Professor Glenda Gray, president and CEO of the SAMRC, informed staff in an email of Ramjee’s “tragic passing” due to “Covid-19 related complications”.
Contacted last night, Gray said “We are still reeling. What to say?”
“Gita was fundamental and inextricably linked to the endeavour to find solutions to prevent HIV in women in South Africa. She was tireless in this pursuit. Her tenacity will never be forgotten. I have tremendous respect for her contribution and her passion to find solutions for women in our country. All of us have worked so hard in this country to find solutions to prevent HIV and it so sad to have to part with someone so soon in this journey. I am devastated and my thoughts go out to her family and friends,” said Gray.
The Aurum Institute said it was deeply saddened by the death of Ramjee whom they described as a “world-renowned scientist, who worked tirelessly to find HIV prevention solutions for women”.
“The world has lost a bold and compassionate leader in the response to HIV,” said Professor Gavin Churchyard, Group CEO of the Aurum Institute. “Gita Ramjee firmly believed in health as a fundamental human right. Her ground-breaking research in HIV prevention contributed to the global response to HIV and AIDS. Our thoughts during this difficult time are with her family, colleagues and the many people her life and work touched,” he added.
Many also expressed their sadness and paid their respects on social media.
UNAIDS Executive Director Winnie Byanyima: “Deeply saddened at the news of the passing of Gita Ramjee. An eminent scientist who dedicated her life to #HIV prevention for women & girls in #Africa & #EndingAIDS. A huge loss at a time when the world needs her most. My condolences to her family, friends & colleagues at @MRCza
Meg Doherty, Director, Global HIV, Hepatitis, STI Programmes at World Health Organisation: “WHO and all the HIV department sends its deepest condolences to Prof Gita Ramjee’s family and all of S Africa. This is a terrible loss. In solidarity.”

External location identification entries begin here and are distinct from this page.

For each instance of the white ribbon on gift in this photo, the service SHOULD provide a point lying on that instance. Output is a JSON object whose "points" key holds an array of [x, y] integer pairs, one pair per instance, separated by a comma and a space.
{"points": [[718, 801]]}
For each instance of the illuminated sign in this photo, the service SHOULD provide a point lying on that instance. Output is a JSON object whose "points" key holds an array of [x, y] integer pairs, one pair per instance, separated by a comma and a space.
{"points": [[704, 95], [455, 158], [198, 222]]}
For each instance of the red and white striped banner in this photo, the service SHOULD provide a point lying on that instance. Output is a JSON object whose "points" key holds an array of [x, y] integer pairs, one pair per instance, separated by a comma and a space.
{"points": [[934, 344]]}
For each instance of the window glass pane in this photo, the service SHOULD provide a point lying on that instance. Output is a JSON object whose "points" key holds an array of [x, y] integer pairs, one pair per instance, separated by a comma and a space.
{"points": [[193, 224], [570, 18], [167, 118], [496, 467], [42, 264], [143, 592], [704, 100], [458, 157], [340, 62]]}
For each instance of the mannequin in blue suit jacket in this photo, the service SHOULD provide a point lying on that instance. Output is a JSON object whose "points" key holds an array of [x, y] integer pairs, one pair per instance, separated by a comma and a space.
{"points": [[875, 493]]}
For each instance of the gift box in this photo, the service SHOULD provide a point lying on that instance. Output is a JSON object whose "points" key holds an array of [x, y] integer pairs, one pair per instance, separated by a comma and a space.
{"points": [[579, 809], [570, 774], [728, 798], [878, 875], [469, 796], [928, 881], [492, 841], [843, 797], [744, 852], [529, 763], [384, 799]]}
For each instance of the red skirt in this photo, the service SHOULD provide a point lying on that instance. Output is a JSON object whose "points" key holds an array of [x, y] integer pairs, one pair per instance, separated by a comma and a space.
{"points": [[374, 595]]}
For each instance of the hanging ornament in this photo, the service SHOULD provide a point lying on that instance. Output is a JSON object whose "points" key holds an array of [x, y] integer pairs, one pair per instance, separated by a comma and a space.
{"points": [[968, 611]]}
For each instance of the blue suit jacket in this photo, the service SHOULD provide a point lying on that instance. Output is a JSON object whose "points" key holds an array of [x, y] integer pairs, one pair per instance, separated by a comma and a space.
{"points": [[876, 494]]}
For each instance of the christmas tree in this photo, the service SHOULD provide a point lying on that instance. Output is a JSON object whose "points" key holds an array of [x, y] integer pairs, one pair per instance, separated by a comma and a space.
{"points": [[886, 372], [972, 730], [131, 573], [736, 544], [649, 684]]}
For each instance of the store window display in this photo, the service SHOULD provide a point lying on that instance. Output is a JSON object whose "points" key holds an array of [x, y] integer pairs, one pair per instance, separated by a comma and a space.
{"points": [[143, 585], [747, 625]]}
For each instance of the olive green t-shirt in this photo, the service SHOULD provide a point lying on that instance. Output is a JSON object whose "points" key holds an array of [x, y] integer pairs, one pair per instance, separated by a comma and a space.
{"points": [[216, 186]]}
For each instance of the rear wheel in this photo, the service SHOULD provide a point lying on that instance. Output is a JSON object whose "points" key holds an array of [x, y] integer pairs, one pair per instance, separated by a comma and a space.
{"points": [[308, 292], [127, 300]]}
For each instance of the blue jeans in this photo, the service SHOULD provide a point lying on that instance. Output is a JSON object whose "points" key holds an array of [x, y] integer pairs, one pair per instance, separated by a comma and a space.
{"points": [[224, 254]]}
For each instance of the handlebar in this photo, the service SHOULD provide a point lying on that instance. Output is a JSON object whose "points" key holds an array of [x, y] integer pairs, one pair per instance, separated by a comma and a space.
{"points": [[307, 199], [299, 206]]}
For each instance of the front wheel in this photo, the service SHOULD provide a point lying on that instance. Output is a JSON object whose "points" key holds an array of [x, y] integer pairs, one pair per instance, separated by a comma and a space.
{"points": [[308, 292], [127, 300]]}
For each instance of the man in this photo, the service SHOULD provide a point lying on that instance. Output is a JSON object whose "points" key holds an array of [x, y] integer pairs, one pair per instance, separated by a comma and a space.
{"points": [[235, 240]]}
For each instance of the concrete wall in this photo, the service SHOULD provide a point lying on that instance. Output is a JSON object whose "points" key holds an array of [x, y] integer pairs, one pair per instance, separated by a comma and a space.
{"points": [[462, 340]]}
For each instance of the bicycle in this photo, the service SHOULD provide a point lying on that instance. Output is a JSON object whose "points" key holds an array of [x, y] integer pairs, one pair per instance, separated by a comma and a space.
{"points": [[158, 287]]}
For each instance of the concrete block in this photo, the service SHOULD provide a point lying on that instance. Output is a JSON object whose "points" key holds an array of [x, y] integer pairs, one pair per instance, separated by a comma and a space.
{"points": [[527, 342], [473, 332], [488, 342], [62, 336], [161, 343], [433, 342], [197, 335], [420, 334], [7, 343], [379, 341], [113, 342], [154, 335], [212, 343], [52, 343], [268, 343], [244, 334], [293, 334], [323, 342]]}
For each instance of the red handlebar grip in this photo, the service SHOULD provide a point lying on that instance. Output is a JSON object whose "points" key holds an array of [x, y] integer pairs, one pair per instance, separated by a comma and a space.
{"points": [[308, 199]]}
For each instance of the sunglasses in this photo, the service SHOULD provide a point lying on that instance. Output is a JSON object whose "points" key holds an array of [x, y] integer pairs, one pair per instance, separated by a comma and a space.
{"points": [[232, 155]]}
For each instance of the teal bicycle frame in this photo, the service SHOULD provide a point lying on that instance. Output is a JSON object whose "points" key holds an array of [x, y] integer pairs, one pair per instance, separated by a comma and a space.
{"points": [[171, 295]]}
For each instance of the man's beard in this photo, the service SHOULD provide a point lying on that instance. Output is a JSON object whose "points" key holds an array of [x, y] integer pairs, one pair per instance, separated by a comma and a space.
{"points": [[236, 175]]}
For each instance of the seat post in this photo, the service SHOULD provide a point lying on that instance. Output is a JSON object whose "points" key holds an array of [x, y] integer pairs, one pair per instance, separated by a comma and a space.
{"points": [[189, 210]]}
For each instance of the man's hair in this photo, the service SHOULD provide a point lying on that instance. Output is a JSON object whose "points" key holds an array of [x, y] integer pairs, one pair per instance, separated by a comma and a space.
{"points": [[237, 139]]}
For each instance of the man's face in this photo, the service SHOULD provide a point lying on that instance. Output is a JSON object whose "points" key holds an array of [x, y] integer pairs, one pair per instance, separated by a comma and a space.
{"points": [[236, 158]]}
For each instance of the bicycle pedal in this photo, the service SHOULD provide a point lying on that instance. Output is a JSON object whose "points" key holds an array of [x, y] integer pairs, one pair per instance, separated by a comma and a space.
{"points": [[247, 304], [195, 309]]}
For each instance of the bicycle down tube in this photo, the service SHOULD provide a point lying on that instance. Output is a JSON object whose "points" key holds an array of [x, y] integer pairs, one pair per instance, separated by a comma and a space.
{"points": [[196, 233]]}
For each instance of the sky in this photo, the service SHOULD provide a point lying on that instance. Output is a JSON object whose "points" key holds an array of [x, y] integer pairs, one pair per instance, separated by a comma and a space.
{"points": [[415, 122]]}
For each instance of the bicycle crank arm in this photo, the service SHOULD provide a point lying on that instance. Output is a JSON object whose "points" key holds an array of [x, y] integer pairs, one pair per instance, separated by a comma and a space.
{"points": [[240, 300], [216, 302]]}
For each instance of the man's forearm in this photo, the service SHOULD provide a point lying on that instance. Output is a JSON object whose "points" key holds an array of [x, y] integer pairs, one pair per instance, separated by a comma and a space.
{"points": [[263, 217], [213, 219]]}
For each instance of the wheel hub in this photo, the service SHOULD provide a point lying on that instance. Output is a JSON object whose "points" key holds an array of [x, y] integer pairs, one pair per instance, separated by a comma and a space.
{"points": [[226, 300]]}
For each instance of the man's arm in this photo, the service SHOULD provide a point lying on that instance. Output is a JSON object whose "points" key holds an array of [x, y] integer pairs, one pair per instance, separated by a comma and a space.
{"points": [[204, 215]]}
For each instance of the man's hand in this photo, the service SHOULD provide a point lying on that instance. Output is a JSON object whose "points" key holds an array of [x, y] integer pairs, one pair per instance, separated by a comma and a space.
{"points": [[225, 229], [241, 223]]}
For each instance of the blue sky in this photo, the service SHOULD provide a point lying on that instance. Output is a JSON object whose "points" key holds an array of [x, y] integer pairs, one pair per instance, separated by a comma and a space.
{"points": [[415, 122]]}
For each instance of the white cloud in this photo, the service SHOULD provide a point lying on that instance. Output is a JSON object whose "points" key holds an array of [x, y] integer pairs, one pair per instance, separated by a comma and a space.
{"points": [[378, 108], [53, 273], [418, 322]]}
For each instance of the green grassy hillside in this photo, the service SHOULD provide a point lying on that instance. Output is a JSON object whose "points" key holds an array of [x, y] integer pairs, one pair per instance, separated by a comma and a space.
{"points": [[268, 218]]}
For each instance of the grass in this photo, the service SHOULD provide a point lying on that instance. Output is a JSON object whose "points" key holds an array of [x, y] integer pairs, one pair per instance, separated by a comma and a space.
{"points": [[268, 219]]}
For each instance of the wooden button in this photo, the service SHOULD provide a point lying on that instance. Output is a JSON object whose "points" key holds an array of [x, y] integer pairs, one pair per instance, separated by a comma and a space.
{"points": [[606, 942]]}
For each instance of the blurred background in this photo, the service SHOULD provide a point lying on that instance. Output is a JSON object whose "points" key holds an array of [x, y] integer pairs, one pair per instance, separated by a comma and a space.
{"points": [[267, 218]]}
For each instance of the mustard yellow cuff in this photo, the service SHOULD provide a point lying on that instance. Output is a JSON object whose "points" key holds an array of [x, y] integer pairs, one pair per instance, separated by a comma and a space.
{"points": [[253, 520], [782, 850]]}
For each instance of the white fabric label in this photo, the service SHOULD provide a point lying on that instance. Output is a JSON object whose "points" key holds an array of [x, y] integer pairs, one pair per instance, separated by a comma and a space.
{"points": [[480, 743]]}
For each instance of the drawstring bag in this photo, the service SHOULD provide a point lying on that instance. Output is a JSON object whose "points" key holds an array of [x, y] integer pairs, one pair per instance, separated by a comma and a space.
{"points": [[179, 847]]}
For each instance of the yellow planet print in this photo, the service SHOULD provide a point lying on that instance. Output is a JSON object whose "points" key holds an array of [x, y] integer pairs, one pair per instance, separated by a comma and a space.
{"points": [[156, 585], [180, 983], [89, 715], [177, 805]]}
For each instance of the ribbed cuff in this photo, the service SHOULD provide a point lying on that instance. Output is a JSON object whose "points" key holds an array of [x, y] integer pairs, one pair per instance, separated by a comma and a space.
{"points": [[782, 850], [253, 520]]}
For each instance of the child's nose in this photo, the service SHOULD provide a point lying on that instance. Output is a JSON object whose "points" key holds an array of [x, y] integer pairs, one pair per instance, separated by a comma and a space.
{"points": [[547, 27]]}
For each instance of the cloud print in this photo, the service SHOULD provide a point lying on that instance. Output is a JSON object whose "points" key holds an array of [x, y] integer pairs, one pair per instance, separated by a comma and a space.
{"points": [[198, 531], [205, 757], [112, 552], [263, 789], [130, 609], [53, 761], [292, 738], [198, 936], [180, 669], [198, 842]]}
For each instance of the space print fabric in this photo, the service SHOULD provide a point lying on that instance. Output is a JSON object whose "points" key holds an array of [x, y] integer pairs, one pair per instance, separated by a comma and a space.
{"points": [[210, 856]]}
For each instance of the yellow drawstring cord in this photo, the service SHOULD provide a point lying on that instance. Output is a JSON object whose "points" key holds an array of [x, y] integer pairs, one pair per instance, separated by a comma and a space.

Professor Salim Abdool-Karim, Director of the Centre for the AIDS Programme of Research in Africa (Caprisa): Professor Gita Ramjee’s passing is an immense loss and has left an indelible void in HIV research and treatment, particularly on the African continent. On behalf of @CAPRISAOfficial I extend our heartfelt condolences to her family.
Ramjee, recognised as a world-class scientist, spent her life focused on finding HIV prevention methods, which were conducive to the lifestyles, circumstances and perceived risk factors that South African women face. While at the SAMRC, Ramjee’s KwaZulu-Natal based team was also at the forefront of attempts to find an effective HIV vaccine.
Ramjee held Honorary Professorships at the London School of Hygiene and Tropical Medicine, the University of Washington in Seattle and the University of Cape Town.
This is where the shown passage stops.